Wyoming Debates The Future Of The Death Penalty
Recently a legislative committee gave its support to a bill that would have Wyoming use firing squads for the death penalty as opposed to lethal injection. For a variety of reasons, States are finding it difficult acquire the drugs that have traditionally been used to put people to death. Some states have tried to replace the drugs and it has led to some botched executions. One issue that could come before the legislature this year is whether the state should get rid of the death penalty all together.
The reason the firing squad bill has moved forward is that Wyoming has a death penalty and without the chemicals needed for lethal injection, the state needs to find a way to move forward with executions. House Judiciary Chairman Keith Gingery has worked for years to make many laws tougher and his efforts have landed more people in prison. But during a Judiciary Committee meeting he made his views on the death penalty know.
“I do not wish for the government to commit homicide on my behalf.”
Gingery called the death penalty nothing more than revenge. But Baggs Senator Larry Hicks quickly fired back and said it was not revenge, but justice.
“This is justice for those victims who were either brutally murdered, raped, tortured, imprisoned, this is not revenge. “
When the committee voted, House members strongly supported legislation doing away with the death penalty, while Senators opposed the bill, and it failed. Sheridan Senator Bruce Burns is the main proponent of the firing squad bill and a fan of the death penalty.
“Probably the majority of my constituents are still very much in favor of the death penalty and it makes it a relatively easy vote for me. But I think it should be held in reserve for those particularly brutal and heinous crimes that deserve it. “
Burns points out that Wyoming juries almost never approve a death penalty and most get life without parole. Burns is correct, Wyoming’s last execution was Mark Hopkinson in 1992.
Currently Dale Wayne Eaton is the only person on death row.
"I think the firing squad would be a train wreck. I mean what if they miss? Look at how embarrassed some of these other states are by their botched executions. I mean we are supposed to be going forward, we aren't supposed to be going back to the 19th century."
He was prosecuted by Natrona County District Attorney Mike Blonigen who says it’s a tool that prosecutors must have. But Blonigen also sees problems with the death penalty. He said Eaton has undergone years of appeals, and that’s part of what is wrong.
“You can’t just have the sentence, you need to have the penalty. And that means some reasonable possibility that, you know in a relative reasonable amount of time that a man is actually going to be executed if he is sentenced to death.”
Blonigen said more people would be on death row, but the high cost of prosecuting such cases, countless appeals, judicial rules, and surprising Supreme Court rulings limit these cases. For instance, Blonigen said poorer counties could almost go broke prosecuting a capital case.
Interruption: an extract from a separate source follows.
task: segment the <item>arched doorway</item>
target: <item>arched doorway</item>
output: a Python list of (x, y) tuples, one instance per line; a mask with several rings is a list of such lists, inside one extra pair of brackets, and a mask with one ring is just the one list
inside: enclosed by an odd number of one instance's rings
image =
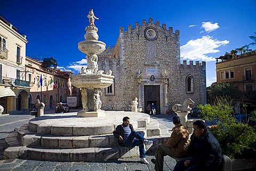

He says in the Eaton case the Public Defender got to spend a lot more than he did.
“You certainly want a guy to get a fair trial, but you know he doesn’t deserve to get a Cadillac and gold rimmed trial. Due process yes, but are we just funding these little communities of experts in this area. “
Blonigen says if Wyoming keeps the death penalty, the legislature needs reforms it to make it less difficult to get juries to approve death sentences and to make sure funds are equitable. He also wants some other reforms to make it more difficult to get cases overturned.
Defense Attorney Vaughn Neubauer has a different view. He says fast tracking the process would be a terrible idea. Neubauer has handled several murder cases and was Eaton’s attorney.
He has a number of problems with the death penalty, not the least of which is the fact that he accuses prosecutors of using it as a bargaining chip.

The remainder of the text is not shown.